Méditations pornographiques [4]

Ici et ailleurs…

La pornographie, comme la sexualité dont elle relève, suppose un acte de foi semblable à une conversion religieuse. Il faut croire en la pornographie pour tirer un plaisir sinon une excitation de ce spectacle, comme le croyant admet que les gestes qu’il effectue ou que le prêtre effectue complaisent à la volonté divine. Sans la foi, et d’aucuns ne l’ont pas, spectacle ou cérémonie apparaissent dans tout leur fragile arbitraire sinon dans leurs grotesques rituels. Mais quel contenu a la croyance de l’amateur ou amatrice de pornographies ? Ce que nous voyons, ce sont des corps en action, mais ce qui nous émeut, c’est l’excitation sexuelle qui s’y manifeste, le désir qui s’y révèle. Sans cette excitation, la chair n’est que matière organique, triste comme le dit le poète hautain qui vient sans doute d’éjaculer. Il faut y croire, à cette excitation, pour pouvoir la partager en retour.

Cette croyance touche au sacré comme la ferveur mystique qui abolit le monde profane aux alentours. C’est la communion des âmes, aussi illusoire soit-elle, qui nous emporte progressivement et nous plonge enfin dans l’extase. Sans la croyance, la cérémonie se réduit à des gestes prosaïques sinon grotesques, à des mises en scène dérisoires d’un désir non partagé. Cela est manifeste lorsque nous sommes confrontés à des pratiques perverses qui nous sont étrangères : le fétichisme des pieds m’indiffère, le ligotage compliqué du bondage japonais, le shibari, m’ennuie, la double ou triple pénétration anale ne vaut à mes yeux que comme exploit physique sans que transparaisse l’excitation déclencheur de la mienne propre… Et l’on comprend aussi pourquoi le rire, qui est désacralisant, est très généralement évité en pornographie : il faut prendre la chose au sérieux si l’on veut y croire.

Dans cette perspective, on voit facilement les analogies entre la pornographie et notamment la peinture baroque. Celle-ci montre des corps tout autant martyrisés qu’extatiques, mais, sous peine de ridicule, ce double excès dans la douleur physique comme dans l’élévation spirituelle nécessite que l’on partage — même si c’est de façon minimale pour un athée comme moi — la foi des personnages mis en scène.

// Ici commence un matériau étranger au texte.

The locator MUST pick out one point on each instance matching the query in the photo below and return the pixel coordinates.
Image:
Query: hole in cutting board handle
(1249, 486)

Y a-t-il alors entrée progressive dans la croyance pornographique ou bien révélation semblable à la conversion claudélienne derrière son pilier notredamesque ? En effet, nous sommes imprégnés d’une culture religieuse qui nous fait accepter une crucifixion comme symbole divin, et une telle habituation nous rend facilement sensibles aux excès baroques. Il se peut qu’un phénomène similaire intervienne dans le passage d’un érotisme soft (celui des pin-up, des top modèles, des actrices, de toutes ces femmes jeunes et belles — et maintenant de jeunes éphèbes — dont les corps à peine dénudés s’affichent dans l’espace public) à une pornographie explicite qui peut alors être reçue comme une révélation alors que les voies qui y mènent restent inaperçues. On ne tranchera pas ici cette question à laquelle chaque pornographe répondra selon son expérience propre. On soulignera seulement que la foi peut également se perdre, souvent progressivement, et le spectacle pornographique perdre sa magie devant des corps qui semblent répéter jusqu’à l’absurde les mêmes rituels sans âme.

Enfin, si la pornographie est manifestement polythéiste, certains, certaines peuvent croire qu’il s’agit d’un culte maléfique et que c’est bien le diable, le malin, le démon qui s’agite en ces lieux. Ainsi fleurit ça et là l’iconoclasme antipornographique, la croyance au mal absolu qu’incarnerait la pornographie.